Spinning Wheeler - County Chair to Talk Mental Health
Portland Mercury, November 21, 2007 - County Chair Ted Wheeler has accepted an invitation by mental health activists to attend a public meeting to discuss his apparent failure, so far, to prioritize a sub-acute facility for the mentally ill in Portland.
Wheeler told the Mercury at the end of last month he might not secure funding for such a facility—where police officers could take people in mental health crisis instead of jail—until 2010. November 2008 is the very earliest he could secure funding, Wheeler said.
Nevertheless, on October 4, Wheeler voted against a proposal by County Commissioner Lisa Naito to fund such a center by diverting $4 million of county subsidies from Gresham ["Less Than a Crisis?" News, Nov 1].
Reopening a sub-acute facility—Portland has been missing its crisis triage center since 2003—was a key priority of Mayor Tom Potter's Mental Health/Public Safety Initiative formed last fall, following the death in police custody last September of the 42-year-old schizophrenic, James Chasse Jr.
Portland Mental Health Association President Roy Silberstein wrote to Wheeler last Friday, November 16, inviting him to hold a public meeting to explain his "plans to make the opening of a sub-acute facility a high priority."
"Since the closure of the Crisis Triage Center in 2003," Silberstein wrote, "people with mental illness, their friends and family members, mental health clinicians, first responders, and a variety of others have experienced or witnessed a high number of bad outcomes which could have been avoided had a psychiatric sub-acute facility been an option."
Wheeler's office agreed to the meeting this Tuesday, November 20—to take place on January 18, 2008, at 6 pm.
"I think it's very encouraging that they want to meet their constituents to talk about their decisions," says Jason Renaud of the Mental Health Association.
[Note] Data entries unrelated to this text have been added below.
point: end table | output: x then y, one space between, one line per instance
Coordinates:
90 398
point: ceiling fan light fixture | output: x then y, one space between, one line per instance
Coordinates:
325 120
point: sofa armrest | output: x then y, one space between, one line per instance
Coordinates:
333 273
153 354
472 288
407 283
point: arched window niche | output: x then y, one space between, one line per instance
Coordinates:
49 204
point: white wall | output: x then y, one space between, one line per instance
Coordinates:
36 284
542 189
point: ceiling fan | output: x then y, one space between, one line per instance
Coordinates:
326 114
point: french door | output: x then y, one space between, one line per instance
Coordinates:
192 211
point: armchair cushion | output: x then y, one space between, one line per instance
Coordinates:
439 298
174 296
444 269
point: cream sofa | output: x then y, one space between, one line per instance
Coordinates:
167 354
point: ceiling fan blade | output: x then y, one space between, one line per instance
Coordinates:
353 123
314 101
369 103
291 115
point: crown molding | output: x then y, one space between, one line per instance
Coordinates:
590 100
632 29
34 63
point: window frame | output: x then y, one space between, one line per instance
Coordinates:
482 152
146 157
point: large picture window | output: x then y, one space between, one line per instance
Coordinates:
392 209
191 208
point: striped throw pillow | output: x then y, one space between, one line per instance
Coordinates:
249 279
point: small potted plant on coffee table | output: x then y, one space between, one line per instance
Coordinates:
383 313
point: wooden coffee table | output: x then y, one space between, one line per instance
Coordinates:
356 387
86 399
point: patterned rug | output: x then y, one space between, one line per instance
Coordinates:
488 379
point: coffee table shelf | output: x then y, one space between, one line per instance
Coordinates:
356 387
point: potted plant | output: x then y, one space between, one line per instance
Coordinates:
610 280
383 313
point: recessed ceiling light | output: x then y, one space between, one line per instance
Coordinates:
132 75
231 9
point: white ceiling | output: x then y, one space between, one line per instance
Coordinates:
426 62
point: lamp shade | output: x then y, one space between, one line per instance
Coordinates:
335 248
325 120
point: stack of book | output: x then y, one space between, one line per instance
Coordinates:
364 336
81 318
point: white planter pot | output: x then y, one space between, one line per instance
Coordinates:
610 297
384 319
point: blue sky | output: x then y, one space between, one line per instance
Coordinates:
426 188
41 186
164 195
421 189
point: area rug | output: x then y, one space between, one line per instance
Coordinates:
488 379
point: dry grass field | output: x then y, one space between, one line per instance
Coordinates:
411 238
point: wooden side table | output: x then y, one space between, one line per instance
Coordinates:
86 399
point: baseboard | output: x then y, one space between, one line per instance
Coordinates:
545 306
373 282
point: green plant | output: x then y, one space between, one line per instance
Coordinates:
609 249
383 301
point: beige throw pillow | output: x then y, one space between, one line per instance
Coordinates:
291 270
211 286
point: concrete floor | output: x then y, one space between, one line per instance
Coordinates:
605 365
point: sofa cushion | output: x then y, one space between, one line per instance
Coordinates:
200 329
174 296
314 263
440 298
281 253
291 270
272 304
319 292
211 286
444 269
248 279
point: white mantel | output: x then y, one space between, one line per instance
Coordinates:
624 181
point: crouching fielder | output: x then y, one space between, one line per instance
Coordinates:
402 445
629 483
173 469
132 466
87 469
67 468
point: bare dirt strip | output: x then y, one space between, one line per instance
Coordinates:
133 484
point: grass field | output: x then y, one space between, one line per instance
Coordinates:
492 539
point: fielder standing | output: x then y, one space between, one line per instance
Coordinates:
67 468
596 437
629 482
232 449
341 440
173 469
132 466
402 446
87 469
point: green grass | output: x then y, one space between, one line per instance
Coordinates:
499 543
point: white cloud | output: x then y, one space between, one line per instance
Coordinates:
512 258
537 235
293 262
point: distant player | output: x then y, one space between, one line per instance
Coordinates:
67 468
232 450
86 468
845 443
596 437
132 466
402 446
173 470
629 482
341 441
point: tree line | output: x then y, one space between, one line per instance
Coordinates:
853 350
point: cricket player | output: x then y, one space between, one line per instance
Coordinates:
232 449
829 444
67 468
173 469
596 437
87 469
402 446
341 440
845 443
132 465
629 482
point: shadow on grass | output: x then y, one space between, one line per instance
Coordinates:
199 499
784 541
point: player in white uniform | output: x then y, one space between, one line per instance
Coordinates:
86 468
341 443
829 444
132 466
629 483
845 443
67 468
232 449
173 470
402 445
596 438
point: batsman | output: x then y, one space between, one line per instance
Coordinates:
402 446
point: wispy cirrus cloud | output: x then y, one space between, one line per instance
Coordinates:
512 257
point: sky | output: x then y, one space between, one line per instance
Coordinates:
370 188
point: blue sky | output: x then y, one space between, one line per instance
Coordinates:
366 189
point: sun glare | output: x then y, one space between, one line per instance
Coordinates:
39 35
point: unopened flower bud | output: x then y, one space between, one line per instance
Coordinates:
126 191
Wheeler himself did not return the Mercury's call by press time, but a spokesman confirmed the meeting will take place.
Our Letter to Ted Wheeler
Chair Ted Wheeler
Multnomah County Board of County Commissioners
501 SE Hawthorne, Suite 600
Portland, OR 97214
SENT BY REGISTERED LETTER, EMAIL AND POSTED ON OUR WEB SITE
11/16/07
Dear Ted,
This letter is a formal and public invitation to attend a public meeting to discuss the decision of the County Commission on October 3 to not endorse a proposal to create a psychiatric sub-acute facility, as defined in Commissioner Lisa Naito’s proposal.
We hope to hear your plans at this meeting to make the opening of a psychiatric sub-acute facility a high priority.
Opening a psychiatric sub-acute facility in Multnomah County was a key recommendation of Tom Potter’s Mental Health / Public Safety Initiative, which you helped form and were a member. The Mental Health / Public Safety Initiative formed one year ago in the wake of the death of James Chasse in September 2006. Its purpose was to take immediate actions to improve how the local and regional mental health and public safety systems work together.
Since the closing of the Crisis Triage Center in 2003, people with mental illness, their friends and family members, mental health clinicians, first responders and variety of others have experienced or witnessed a high number of bad outcomes which could have been avoided had a psychiatric sub-acute facility been an option.
Because of this discrepancy between public interest and the decision of the Commission, we hope as Chair of the Commission you are willing to meet with interested persons, speak about your decision, and listen to the experience and concerns of your constituents.
If you’re willing to attend a public meeting, help make this meeting meaningful to a majority of interested persons by agreeing to hold the meeting in a sufficiently large and public place, with immediate access to public transit, that the meeting take place in the early evening, and, finally that the meeting be videotaped and the videotape be broadcast immediately and indefinitely via the County web site.
Thanks so much for your time and quick response.